La lucha contra el cáncer no tiene nada de heroico. Un héroe es una persona que puede elegir: mantenerse a salvo o enfrentar el peligro. Cuando se trata del cáncer, no hay elección. Haces lo necesario para mantenerte viva. Y aunque nunca aceptaré ese dicho repetido sobre las bendiciones ocultas del cáncer, admito que la enfermedad me dio muchas lecciones valiosas. Puede haber humor y un sentido del ridículo incluso en los momentos más indignos. El conocimiento puede potenciar y aterrar al mismo tiempo, pero nunca debe paralizar. No se trata de ser optimista, sino de ser decidida y centrada. El enojo es un gran motivador. La adversidad saca lo mejor y lo peor de las personas. Que se te caiga el cabello es fácil. Es mucho más difícil esperar a que te vuelva a crecer. Cada día encierra un momento perfecto. Y los ángeles siempre se cruzarán en tu camino cuando más los necesites.

Todos tenemos una fecha. Para mí, fue el martes 31 de mayo de 2011 a las 9:34 p. m. En ese momento, miré a mi enemigo más aterrador a los ojos y supe, sin lugar a dudas, que me esperaba la pelea de mi vida.

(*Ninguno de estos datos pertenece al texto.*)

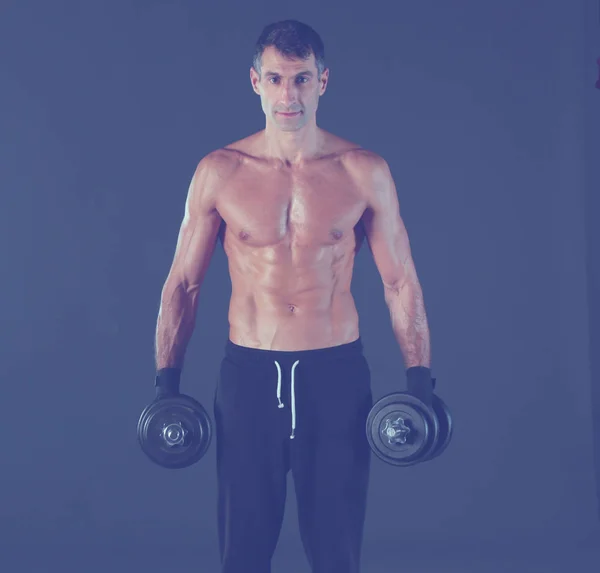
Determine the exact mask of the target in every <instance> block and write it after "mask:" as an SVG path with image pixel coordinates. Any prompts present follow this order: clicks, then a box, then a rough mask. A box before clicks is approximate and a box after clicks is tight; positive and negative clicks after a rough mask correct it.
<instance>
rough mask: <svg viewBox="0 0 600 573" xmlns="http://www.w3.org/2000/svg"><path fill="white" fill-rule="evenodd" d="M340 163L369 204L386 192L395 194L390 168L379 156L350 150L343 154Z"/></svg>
mask: <svg viewBox="0 0 600 573" xmlns="http://www.w3.org/2000/svg"><path fill="white" fill-rule="evenodd" d="M342 162H343V165H344V168H345V170H346V171H347V173H348V174H349V175H350V176H351V178H352V179H353V180H354V181H355V183H356V185H357V187H358V188H359V189H360V190H361V191H362V192H363V193H364V195H365V198H366V199H367V200H368V201H369V202H370V201H372V200H374V198H375V196H376V195H378V194H380V193H385V192H386V191H387V190H393V191H394V193H395V188H394V183H393V179H392V174H391V171H390V167H389V165H388V163H387V161H386V160H385V159H384V158H383V157H382V156H381V155H378V154H377V153H375V152H373V151H370V150H368V149H364V148H357V149H351V150H348V151H347V152H346V153H344V154H343V156H342Z"/></svg>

Así comencé un viaje de autodescubrimiento que me dejó tambaleándome de tanta magnitud e intensidad. En los varios meses posteriores, afronté el enojo, el terror, el pánico, la pena, la incertidumbre, la angustia, el pavor, la impresión y el dolor físico más increíble que nunca había conocido. Me encaminaba resuelta al campo de batalla sin saber si sobreviviría, pero con la única certeza de que tenía que hacerlo. Y, en el camino, aprendí algo importante acerca de mí misma. Aprendí que tenía nervios de acero y una voluntad de vivir increíble. No sabía que tenía el corazón y el alma de una guerrera, y antes del cáncer, si alguien me lo hubiera dicho, probablemente me habría reído. Nunca creí que tuviera el valor ni las agallas. Nunca me creí capaz de enfrentar el peor de mis miedos de una manera tan frontal. Pero el cáncer me demostró que estaba equivocada. Para mi sorpresa, aprendí que, de hecho, era digna hija de mi madre y una guerrera merecedora de la fe de su esposo.